It's been a splendid gardening year here at Lawson Park. True to our contrary form we seem to have had much of the opposite of the narkiest weather suffered elsewhere in the country - very early 2014 saw horrific rain and floods most places but here, though it was a very mild winter here too, with lots of early spring growth in bulbs and shrubs (spring usually being late April / early May here). I planted onion sets on the Paddies in very early March for a change - Red Baron and Sturon mainly - and panicked when a frost followed that night. But no harm done, in fact we had a bumper year for onions, which often get mouldy from late summer rain here - but the excellent summer ripened them really well.
Blueberries were netted against birds in time this year - hurrah - and at the time of writing (late Nov) we are still harvesting autumn raspberry Joan J !! But oddly not a great year for our usually reliable currants - we have an annual sawfly on many redcurrants that needs prompt biological control (we usually don't notice till too late) and somehow the blackcurrants set less flower than usual - a freaky late frost, or bird damage?
Literally wheelbarrow loads of strawberries this summer - mostly Mara de Bois cultivar.
Apples in the young orchard had a good year based on the ripe wood of 2013's good summer - lots of fruit on 5 year old espalier Lord Derby apple (trained on the house) and in the open orchard heavy yield on local Keswick Codlin, and on Hawthornden and Monarch amongst others apples. The lovely blossom that appeared on the East European pear Humbug didn't set, and nor did the Serbian quince - so this winter we plant anothert quince to try and shift the pollination along a bit.

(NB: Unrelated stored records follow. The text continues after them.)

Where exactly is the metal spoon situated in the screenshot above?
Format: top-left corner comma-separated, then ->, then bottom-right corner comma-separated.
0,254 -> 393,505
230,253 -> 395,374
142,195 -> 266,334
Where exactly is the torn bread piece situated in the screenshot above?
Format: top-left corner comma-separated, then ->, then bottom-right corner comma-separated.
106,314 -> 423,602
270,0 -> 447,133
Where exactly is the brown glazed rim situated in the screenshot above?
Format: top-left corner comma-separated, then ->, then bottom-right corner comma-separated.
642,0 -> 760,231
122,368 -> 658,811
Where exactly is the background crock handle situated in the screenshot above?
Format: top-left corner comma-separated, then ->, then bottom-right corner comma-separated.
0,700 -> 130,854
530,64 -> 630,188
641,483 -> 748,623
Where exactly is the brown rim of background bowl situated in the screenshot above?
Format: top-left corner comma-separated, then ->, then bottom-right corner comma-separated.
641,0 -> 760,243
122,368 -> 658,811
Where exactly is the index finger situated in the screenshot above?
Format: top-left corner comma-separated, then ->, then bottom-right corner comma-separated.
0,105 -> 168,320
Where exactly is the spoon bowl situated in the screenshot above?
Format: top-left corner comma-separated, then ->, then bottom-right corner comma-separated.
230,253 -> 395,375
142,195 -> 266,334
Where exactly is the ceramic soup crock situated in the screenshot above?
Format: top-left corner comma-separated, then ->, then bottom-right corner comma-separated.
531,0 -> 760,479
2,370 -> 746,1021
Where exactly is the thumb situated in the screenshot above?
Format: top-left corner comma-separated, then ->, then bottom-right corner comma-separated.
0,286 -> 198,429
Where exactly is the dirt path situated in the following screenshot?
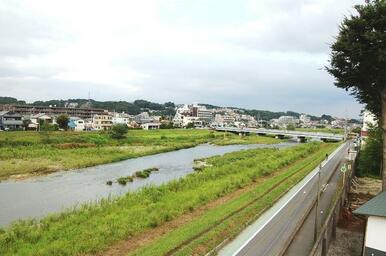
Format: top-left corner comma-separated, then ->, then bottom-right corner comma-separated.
328,177 -> 382,256
99,181 -> 263,256
98,151 -> 320,256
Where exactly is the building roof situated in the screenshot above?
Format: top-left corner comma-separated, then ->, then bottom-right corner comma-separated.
354,191 -> 386,217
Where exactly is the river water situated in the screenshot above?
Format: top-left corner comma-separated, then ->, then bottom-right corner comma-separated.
0,142 -> 295,227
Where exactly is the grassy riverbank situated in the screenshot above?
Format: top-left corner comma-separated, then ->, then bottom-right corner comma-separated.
0,143 -> 337,255
0,129 -> 280,180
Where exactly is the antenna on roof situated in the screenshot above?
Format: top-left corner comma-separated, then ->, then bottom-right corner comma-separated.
87,89 -> 91,108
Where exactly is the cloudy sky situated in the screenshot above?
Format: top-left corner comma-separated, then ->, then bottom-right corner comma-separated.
0,0 -> 364,117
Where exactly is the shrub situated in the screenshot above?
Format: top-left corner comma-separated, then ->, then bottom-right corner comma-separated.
111,124 -> 129,139
117,177 -> 127,185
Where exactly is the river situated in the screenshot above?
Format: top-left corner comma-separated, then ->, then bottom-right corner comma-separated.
0,142 -> 296,227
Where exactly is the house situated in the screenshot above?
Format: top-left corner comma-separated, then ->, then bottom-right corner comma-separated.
134,112 -> 154,124
361,110 -> 377,138
0,111 -> 23,130
92,114 -> 113,130
141,123 -> 161,130
354,191 -> 386,256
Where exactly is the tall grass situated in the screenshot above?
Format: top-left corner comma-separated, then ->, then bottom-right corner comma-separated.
0,143 -> 338,255
0,129 -> 278,179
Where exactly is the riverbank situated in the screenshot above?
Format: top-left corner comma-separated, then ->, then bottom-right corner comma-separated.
0,143 -> 337,255
0,129 -> 280,181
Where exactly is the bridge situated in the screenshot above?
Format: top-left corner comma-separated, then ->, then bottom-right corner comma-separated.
216,127 -> 344,142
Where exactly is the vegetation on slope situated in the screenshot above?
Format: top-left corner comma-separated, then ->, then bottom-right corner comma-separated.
0,129 -> 280,180
0,143 -> 335,255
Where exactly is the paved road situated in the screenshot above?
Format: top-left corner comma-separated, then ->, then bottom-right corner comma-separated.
219,143 -> 349,256
216,127 -> 344,141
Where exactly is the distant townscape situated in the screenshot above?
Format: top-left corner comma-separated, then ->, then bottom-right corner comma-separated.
0,97 -> 361,131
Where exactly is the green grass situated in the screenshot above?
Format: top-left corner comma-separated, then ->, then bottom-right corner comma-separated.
129,145 -> 335,255
0,143 -> 336,255
0,129 -> 280,180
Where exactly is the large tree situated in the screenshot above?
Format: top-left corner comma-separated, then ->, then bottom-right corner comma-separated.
56,115 -> 70,131
327,0 -> 386,190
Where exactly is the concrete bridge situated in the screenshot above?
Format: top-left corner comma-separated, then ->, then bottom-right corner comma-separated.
216,127 -> 344,142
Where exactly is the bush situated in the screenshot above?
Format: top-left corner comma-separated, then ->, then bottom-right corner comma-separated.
111,124 -> 129,139
357,126 -> 383,177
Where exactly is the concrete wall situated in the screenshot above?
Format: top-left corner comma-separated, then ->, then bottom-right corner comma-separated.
365,216 -> 386,255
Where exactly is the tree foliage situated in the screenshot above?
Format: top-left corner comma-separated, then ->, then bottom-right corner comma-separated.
326,0 -> 386,118
357,125 -> 383,177
56,115 -> 70,130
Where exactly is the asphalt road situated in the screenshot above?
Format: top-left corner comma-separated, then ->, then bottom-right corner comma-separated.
219,143 -> 350,256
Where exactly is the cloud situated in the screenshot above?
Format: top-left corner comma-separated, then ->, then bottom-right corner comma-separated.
0,0 -> 361,116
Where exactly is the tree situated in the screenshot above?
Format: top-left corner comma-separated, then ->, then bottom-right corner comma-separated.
286,124 -> 295,131
358,124 -> 382,177
326,0 -> 386,190
111,124 -> 129,139
23,119 -> 31,131
56,115 -> 70,131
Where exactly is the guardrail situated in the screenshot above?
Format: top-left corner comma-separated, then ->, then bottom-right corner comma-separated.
309,150 -> 357,256
220,142 -> 356,256
216,127 -> 344,141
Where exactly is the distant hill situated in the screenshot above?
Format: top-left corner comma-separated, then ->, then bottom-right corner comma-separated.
0,97 -> 175,116
0,96 -> 359,122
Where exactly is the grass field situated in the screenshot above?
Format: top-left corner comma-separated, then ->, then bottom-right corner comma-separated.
0,129 -> 280,180
0,143 -> 337,255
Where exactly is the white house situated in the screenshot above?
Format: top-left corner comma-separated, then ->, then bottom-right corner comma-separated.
354,191 -> 386,256
141,123 -> 161,130
361,110 -> 377,137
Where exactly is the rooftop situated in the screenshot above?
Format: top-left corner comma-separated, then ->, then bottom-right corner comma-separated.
354,191 -> 386,217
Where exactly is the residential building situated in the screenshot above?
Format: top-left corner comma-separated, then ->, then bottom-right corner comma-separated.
0,111 -> 23,130
299,114 -> 311,124
141,123 -> 161,130
361,110 -> 377,137
112,113 -> 134,125
134,112 -> 154,124
0,104 -> 108,119
354,191 -> 386,256
30,113 -> 56,130
92,114 -> 113,130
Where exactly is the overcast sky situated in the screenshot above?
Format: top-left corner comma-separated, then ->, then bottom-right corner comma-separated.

In the upper Paddies polytunnel (blown away in the last few weeks for a second time :-() we enjoyed purple broccoli Rudolph all the way till April, and a few Aquadulce Claudia broadbeans yielded early and were worthwhile too under cover. Overwintering pea 'meteor' vanished though. in the larger lower tunnel we had great perpetual spinach all winter long and good flat leaf parsely and salad mustards too. In summer in the tunnel, decent Japanese pumpkins, late cucumbers and some good sweetcorn all fared better than our always reluctant tomatoes.
Elsewhere we had great success with yellow beetroots - with their delicious leaves too - though we don't find them as tasty as the red. Our bulb fennel bolted but I found pickling the bolted stems fast stops them being wasted. Our kohl rabi was not great this year - very slug friendly - but swedes and green broccoli (the latter a lesson in not yanking out a miserable looking plant too fast) both thrived despite plenty of slug and caterpillar attacks.

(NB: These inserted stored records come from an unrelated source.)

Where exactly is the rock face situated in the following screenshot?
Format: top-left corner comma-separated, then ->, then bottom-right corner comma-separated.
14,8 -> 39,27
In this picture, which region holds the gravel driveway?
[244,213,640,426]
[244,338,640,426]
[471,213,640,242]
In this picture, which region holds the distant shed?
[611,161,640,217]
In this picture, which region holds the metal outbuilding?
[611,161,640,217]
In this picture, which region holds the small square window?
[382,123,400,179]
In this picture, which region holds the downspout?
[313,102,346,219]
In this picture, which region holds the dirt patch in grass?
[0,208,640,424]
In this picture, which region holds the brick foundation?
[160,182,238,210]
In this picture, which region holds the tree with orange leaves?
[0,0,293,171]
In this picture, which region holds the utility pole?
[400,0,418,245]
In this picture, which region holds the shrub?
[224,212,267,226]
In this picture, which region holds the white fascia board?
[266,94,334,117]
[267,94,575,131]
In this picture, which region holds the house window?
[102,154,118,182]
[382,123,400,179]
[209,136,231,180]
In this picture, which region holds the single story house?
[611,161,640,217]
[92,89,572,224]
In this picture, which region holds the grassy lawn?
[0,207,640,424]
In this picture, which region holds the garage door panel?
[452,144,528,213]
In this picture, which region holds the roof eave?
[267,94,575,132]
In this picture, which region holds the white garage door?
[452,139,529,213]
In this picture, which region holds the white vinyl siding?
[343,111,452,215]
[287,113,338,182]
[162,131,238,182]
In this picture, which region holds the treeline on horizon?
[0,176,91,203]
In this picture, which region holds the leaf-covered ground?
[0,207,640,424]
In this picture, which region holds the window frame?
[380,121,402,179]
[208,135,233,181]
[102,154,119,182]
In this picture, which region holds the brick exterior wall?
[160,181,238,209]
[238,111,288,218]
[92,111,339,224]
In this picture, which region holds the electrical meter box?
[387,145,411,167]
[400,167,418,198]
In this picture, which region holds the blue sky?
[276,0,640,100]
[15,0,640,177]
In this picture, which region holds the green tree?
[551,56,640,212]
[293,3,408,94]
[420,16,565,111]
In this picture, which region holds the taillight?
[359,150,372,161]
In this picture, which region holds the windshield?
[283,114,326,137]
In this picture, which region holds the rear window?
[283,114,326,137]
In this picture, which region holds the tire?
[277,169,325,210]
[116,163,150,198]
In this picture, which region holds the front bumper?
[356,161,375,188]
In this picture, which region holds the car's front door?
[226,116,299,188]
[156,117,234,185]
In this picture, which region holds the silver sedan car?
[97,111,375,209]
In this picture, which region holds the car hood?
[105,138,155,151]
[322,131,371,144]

Coming up trumps for flavour has to be lettuce 'Reine des Glaces', and our swiss chard, with leeks a close second - all still harvesting right now in November!

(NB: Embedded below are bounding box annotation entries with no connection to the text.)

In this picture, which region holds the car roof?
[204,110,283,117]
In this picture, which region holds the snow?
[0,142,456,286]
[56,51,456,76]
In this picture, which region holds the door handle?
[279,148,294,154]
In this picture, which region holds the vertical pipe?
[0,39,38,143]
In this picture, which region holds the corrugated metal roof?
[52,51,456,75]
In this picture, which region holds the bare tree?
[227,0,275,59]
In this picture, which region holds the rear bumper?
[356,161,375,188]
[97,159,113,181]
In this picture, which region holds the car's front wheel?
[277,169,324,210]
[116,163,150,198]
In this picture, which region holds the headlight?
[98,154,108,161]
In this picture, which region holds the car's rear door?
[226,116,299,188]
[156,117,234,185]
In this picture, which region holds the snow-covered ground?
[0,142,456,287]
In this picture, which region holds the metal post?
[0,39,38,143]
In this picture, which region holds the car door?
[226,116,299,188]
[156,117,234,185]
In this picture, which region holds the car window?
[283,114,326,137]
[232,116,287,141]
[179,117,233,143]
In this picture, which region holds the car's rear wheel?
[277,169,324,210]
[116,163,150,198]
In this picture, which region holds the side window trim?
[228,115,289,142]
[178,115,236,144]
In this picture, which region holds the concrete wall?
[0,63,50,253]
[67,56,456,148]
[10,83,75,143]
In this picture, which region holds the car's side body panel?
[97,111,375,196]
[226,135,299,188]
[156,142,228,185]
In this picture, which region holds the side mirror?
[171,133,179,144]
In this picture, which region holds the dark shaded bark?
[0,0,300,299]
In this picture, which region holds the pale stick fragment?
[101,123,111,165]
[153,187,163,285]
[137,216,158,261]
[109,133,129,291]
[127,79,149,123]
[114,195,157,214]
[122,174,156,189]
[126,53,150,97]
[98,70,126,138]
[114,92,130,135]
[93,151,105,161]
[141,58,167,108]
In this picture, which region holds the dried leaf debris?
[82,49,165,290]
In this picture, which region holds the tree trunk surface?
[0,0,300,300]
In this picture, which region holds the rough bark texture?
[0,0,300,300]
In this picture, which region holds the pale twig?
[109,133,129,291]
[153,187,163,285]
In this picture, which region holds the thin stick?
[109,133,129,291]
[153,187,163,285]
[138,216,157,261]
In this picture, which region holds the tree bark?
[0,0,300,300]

I'll gloss over the fact it's been 10 months since the last update here - suffice to say spring 2013 eventually came and a shockingly warm and consistent early summer came after that - our first decent growing season for veg in years.
We had successful garlic, celery, onions, brassicas, salads, runner and broad beans, peas, spinach, fennel, chinese cabbage and all sort of asian greens. Hell the soil even dried out enough for us to discover how hoeing can actually work even here. As usual our currants were wonderful and new raspberries 'Joan J' established and fruited well in the Paddies. Our new very big polytunnel gave us lots of cucumbers, courgettes and gherkins though even the decent sunshine didnt really help our rather meagre tomato harvest along.
We did get caught out by our inexperience with having fully grown crops to deal with mid summer! We left our lovely onions out too long and late summer damp meant they didn't store well for us. And for the first time our blueberry crop was devastated by birds, we usually find they ignore them.
Our planning for winter into 2014 under plastic really worked this year - by making polytunnel space in September we have small winter salads, broccoli, endive and beefy perpetual spinach to enjoy now in the depths of winter.